Blameless Retrospectives provide a great deal more feedback than technical as well. Our company recently had a failure that we wanted to review and for this incident the Timeline Retrospective seemed the most valuable.
All said and done, there was very little technically to be improved, honestly, most of that went right on the recovery end and what went wrong was something out of our control and rare enough there isn't too much of a change to be made. What we really gained from it was after our team created the "emotional scatter plot" under the timeline.
In that bottom row there was a point where our emotions diverged where some people were feeling overall positive and others overall negative. We had a communications breakdown and it caused a serious issue in our team even though our recovery efforts didn't clear it up.
I was able to say to my team, "I felt scared for our customer because I didn't know what was happening and I know how important X technology stack is to them," but more importantly, because we had made sure the space was safe and because we were insistent on that safety, my team was able to say, "I was angry when you called in. I felt like you didn't trust me and were trying to micromanage the incident". We gained an immense amount of insight into what we all individually felt during the outage and how our non-technical actions were having an affect on our environment.
From this we ended up with 3 action items to be completed within the next week. One was a technical write up (some knowledge transfer needed to take place). And two were process improvements focussed around communication and keeping everyone in the know about what was happening in major and potentially major issues to alleviate fears and builds trust. Processes we just didn't think to put in place because we hadn't had any problems until then. All of this was only possible because we were able to be honest and vulnerable in front of our team without fear of getting that turned against us.
I hope your still with me here because I really think that improving our monitoring techniques really is a perception and process issue more than it is a "am I using the right technology" issue. Whether you're using a product like Zenoss, Datadog, Nagios or New Relic to monitor everything or maybe you've rolled your own monitoring solution, it's not really incredibly important compared to how you're integrating that with your company.

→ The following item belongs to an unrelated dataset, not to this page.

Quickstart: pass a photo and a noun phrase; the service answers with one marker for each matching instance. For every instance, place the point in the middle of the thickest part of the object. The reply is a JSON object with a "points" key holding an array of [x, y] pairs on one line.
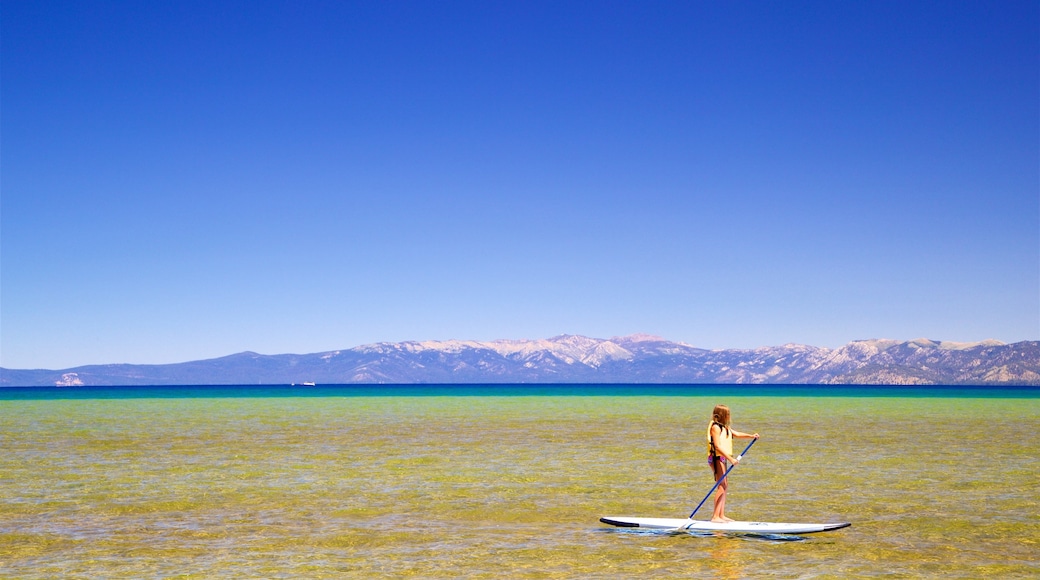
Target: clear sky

We need to first question what we think is important. Stop thinking about our Systems' health and begin thinking in terms of Business health to make sure we're capturing the right metrics.
Once we reframe our thought process we need to partner with other data-driven departments in our organizations to understand what business metrics are important to them. We need to get more information so we can start to see the elephant.
And we need to solicit feedback to make sure the data and context we can provide to our business is useful. We need to lead by example by building safe environments where everyone feels OK to be vulnerable and get to the root of real learning.
Now you've got it, go out and change the world. Or maybe just start with your monitoring.